浜松市の子どもの発達科学研究所と浜松医科大学子どものこころの発達研究センターは、国内のいじめの実態を他国と比較できる形で正確に計測が可能な「日本いじめ尺度」を開発した。中部地方の小中学生を対象に調査したところ、過去2、3カ月に36%がいじめの被害を受けていることが分かった。
浜松医科大学によると、開発した尺度は「身体的いじめ」や「言葉のいじめ」、「仲間外れ」など9つのいじめの種類ごとに被害と目撃について問う18項目と、種類を問わずにいじめ加害を問う1項目の計19項目の質問で構成される。
いじめの定義は国内だと行為の対象となった児童や生徒が心身の苦痛を感じていることなどとされ、被害者の受け止めを重視しているが、海外では力の不均衡や繰り返しの行為、加害側の意図など客観性を判断基準にしている。
国内ではこれまで、いじめの実態調査が繰り返されてきたが、国際的な定義に沿い、正確性を持つ計測方法によるものがなく、海外と比較、検証することが難しかった。

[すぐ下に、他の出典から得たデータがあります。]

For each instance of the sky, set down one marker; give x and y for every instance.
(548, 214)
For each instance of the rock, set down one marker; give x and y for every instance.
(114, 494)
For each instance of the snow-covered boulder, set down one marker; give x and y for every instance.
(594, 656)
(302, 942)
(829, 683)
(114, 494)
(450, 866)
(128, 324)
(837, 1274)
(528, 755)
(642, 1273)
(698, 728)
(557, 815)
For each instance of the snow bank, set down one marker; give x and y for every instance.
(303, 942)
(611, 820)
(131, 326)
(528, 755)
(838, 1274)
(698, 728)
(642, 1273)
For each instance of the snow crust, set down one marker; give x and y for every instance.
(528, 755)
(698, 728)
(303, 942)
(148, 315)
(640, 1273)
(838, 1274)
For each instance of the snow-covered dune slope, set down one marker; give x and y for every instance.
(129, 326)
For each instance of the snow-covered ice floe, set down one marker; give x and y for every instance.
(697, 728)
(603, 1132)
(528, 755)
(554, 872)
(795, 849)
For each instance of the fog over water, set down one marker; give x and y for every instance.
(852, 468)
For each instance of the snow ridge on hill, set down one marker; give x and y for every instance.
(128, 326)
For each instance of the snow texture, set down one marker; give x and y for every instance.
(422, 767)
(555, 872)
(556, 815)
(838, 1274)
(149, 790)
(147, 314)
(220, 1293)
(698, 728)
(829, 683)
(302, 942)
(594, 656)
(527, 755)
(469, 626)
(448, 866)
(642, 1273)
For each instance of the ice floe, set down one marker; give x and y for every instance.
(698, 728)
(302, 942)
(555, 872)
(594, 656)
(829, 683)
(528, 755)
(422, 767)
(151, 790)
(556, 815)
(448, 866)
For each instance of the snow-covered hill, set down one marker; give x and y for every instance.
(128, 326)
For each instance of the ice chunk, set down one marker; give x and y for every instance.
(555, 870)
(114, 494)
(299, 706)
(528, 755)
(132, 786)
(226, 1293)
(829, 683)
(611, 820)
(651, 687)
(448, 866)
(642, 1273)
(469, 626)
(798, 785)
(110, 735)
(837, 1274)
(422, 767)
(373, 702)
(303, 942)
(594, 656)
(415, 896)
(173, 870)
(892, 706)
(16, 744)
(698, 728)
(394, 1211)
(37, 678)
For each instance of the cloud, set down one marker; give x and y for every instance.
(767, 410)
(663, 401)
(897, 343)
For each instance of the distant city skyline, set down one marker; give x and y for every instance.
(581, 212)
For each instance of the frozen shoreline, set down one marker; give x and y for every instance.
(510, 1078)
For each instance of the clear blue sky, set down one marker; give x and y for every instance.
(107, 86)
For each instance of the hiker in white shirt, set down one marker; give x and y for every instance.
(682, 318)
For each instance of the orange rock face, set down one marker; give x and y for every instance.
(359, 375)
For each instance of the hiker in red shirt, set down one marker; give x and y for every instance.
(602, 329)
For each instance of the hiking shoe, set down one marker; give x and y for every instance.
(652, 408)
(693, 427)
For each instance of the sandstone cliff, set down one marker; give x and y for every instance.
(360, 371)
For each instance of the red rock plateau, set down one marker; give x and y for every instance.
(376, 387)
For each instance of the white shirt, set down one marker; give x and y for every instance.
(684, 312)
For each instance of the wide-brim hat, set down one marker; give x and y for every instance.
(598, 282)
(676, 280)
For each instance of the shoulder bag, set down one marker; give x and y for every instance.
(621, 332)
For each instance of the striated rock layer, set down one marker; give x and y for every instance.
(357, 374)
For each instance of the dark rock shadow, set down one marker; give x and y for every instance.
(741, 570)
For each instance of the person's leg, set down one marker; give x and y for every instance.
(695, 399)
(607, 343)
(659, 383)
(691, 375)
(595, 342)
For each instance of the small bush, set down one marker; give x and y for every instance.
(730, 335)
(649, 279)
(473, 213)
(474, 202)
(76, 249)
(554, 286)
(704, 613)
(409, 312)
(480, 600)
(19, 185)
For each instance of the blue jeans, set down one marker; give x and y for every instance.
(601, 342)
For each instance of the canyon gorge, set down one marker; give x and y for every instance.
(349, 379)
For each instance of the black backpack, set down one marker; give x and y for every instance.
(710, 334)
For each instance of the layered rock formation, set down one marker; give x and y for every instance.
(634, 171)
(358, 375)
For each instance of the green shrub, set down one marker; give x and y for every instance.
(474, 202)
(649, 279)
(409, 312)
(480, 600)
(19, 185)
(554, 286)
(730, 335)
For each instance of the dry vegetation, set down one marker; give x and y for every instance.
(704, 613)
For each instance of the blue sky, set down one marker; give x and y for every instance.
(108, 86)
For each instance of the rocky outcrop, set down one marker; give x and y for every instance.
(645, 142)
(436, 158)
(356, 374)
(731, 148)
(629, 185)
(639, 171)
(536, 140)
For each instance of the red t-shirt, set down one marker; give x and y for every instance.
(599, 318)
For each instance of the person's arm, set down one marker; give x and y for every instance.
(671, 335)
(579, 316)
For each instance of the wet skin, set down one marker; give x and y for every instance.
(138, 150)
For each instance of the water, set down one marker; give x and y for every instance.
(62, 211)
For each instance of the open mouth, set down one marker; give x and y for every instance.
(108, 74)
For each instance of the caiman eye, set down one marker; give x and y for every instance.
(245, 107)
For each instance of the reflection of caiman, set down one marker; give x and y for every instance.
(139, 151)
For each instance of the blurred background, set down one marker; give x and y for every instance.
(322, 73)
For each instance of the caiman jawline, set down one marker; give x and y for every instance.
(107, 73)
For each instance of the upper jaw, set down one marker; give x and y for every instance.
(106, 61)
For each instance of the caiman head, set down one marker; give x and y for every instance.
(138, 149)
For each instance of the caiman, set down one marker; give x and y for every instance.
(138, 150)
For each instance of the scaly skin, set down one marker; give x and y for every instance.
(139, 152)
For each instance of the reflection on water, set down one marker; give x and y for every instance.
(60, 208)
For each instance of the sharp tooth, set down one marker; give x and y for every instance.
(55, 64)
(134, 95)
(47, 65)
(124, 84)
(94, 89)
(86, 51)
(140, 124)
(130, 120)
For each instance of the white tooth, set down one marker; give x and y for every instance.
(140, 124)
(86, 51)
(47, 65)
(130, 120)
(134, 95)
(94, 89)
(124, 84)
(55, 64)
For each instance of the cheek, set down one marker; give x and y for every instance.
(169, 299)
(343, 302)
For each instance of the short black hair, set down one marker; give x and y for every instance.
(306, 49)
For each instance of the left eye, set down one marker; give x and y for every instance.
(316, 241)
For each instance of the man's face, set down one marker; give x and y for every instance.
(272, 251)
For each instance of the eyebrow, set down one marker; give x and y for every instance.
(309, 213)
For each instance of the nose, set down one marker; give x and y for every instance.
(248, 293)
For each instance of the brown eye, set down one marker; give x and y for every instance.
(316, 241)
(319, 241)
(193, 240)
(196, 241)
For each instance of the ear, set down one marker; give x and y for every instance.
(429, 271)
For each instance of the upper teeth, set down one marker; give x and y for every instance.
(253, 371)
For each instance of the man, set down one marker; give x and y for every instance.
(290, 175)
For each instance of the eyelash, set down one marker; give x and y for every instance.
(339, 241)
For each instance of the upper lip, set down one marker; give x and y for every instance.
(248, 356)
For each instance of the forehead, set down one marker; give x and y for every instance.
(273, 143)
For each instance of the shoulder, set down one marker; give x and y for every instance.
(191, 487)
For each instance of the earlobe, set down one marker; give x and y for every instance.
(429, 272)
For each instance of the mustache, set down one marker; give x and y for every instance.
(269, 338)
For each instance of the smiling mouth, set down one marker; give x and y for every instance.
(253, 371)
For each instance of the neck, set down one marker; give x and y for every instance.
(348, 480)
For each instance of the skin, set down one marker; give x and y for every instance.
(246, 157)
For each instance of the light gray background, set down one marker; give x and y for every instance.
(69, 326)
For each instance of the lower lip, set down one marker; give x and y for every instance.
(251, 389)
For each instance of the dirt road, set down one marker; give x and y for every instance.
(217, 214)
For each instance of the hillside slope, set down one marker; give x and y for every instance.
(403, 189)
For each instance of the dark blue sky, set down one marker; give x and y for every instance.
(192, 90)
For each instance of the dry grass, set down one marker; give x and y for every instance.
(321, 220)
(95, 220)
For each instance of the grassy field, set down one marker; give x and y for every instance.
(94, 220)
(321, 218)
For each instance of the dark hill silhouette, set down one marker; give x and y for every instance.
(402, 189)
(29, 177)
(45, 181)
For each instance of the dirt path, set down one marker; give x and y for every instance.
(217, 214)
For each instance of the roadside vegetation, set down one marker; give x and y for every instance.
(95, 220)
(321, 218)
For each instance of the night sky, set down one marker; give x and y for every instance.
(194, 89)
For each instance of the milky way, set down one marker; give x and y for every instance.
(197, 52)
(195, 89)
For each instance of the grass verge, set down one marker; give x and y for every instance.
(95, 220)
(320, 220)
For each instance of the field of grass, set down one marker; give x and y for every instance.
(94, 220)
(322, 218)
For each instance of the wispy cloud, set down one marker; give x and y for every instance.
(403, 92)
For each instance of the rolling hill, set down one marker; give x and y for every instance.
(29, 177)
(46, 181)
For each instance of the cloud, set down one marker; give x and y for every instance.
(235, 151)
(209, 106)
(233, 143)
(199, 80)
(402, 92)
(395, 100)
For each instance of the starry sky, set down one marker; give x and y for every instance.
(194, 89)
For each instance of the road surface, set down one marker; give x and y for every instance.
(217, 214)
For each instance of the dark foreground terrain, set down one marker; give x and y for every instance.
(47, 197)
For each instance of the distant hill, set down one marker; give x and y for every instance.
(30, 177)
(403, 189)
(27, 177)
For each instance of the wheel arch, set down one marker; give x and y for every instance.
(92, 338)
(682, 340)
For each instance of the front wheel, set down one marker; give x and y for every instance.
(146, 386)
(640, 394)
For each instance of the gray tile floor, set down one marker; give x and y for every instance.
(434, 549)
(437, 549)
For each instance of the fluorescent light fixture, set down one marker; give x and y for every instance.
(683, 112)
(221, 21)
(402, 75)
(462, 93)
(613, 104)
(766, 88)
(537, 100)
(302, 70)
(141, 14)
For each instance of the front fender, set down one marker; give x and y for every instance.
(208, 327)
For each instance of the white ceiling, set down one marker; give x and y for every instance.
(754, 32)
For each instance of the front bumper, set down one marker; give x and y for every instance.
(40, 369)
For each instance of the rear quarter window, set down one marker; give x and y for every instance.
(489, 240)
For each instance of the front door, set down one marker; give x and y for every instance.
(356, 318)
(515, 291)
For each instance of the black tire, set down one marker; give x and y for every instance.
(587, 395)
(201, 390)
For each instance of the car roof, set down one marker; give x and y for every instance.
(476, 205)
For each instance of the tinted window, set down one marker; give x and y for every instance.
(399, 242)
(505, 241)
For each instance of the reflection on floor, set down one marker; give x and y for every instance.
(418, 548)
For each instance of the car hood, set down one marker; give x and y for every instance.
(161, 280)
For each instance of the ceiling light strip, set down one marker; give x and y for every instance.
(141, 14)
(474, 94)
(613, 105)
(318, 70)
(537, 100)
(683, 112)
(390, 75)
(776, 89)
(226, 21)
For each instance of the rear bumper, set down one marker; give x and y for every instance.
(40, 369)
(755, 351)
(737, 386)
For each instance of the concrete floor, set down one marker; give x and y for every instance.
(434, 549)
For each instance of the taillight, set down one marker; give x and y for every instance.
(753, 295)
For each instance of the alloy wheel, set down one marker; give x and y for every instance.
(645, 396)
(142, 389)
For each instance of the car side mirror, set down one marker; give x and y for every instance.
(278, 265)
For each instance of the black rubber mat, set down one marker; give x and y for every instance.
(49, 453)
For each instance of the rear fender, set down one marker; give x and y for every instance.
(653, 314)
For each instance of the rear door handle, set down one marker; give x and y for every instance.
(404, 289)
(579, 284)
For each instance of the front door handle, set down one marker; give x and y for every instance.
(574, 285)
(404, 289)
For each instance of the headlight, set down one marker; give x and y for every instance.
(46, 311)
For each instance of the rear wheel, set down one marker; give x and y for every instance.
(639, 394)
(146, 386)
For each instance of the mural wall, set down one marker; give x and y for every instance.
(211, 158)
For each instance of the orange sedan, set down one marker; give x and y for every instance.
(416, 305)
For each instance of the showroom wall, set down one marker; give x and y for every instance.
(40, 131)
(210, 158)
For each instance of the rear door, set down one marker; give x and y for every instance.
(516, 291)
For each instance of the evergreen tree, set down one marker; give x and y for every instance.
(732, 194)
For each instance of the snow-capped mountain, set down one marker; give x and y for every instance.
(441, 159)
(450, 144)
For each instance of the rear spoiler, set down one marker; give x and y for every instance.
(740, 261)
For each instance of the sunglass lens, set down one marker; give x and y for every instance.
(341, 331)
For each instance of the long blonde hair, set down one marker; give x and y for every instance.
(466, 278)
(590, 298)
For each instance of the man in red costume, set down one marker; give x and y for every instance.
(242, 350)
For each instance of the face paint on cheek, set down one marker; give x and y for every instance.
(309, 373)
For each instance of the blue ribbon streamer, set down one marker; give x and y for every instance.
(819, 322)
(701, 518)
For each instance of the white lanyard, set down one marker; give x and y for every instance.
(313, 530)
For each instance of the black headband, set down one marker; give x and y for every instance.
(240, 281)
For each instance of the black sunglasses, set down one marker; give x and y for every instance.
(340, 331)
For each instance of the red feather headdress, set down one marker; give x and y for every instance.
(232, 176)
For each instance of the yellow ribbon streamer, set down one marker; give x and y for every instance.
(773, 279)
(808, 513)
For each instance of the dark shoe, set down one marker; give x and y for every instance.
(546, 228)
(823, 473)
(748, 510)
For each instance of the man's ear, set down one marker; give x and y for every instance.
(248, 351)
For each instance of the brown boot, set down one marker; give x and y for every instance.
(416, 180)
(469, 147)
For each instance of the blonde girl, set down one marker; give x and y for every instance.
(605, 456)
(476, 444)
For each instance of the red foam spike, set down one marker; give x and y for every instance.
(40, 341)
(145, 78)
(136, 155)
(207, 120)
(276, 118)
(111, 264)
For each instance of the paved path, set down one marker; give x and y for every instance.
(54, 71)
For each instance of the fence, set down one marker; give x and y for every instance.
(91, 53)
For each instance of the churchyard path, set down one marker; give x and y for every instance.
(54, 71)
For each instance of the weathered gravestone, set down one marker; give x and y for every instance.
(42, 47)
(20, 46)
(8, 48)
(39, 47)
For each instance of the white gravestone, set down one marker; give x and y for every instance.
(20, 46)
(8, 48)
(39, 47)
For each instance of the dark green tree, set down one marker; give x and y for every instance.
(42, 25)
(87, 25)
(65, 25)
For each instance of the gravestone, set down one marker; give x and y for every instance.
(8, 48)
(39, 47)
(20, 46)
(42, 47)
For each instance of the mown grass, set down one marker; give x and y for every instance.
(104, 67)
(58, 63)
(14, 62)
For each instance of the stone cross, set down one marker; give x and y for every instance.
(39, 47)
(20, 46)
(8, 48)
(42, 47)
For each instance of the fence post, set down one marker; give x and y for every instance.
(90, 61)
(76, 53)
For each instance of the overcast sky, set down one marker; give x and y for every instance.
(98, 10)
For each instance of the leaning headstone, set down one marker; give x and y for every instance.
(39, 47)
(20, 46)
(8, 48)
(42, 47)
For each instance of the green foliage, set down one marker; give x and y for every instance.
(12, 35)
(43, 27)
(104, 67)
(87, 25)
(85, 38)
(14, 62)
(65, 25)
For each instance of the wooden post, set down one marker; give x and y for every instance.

開発した尺度を使って中部地方の小中学生2,234人を対象に実態を調査したところ、36%が過去2,3カ月にいじめの被害を受けていたが、目撃者の割合が33%と海外の60%台に比べて低いことも分かった。子どもの発達科学研究所は日本のいじめが見えない場所で起き、いじめの定義があいまいで目撃者がいじめと認識していないことが影響しているのではないかとみている。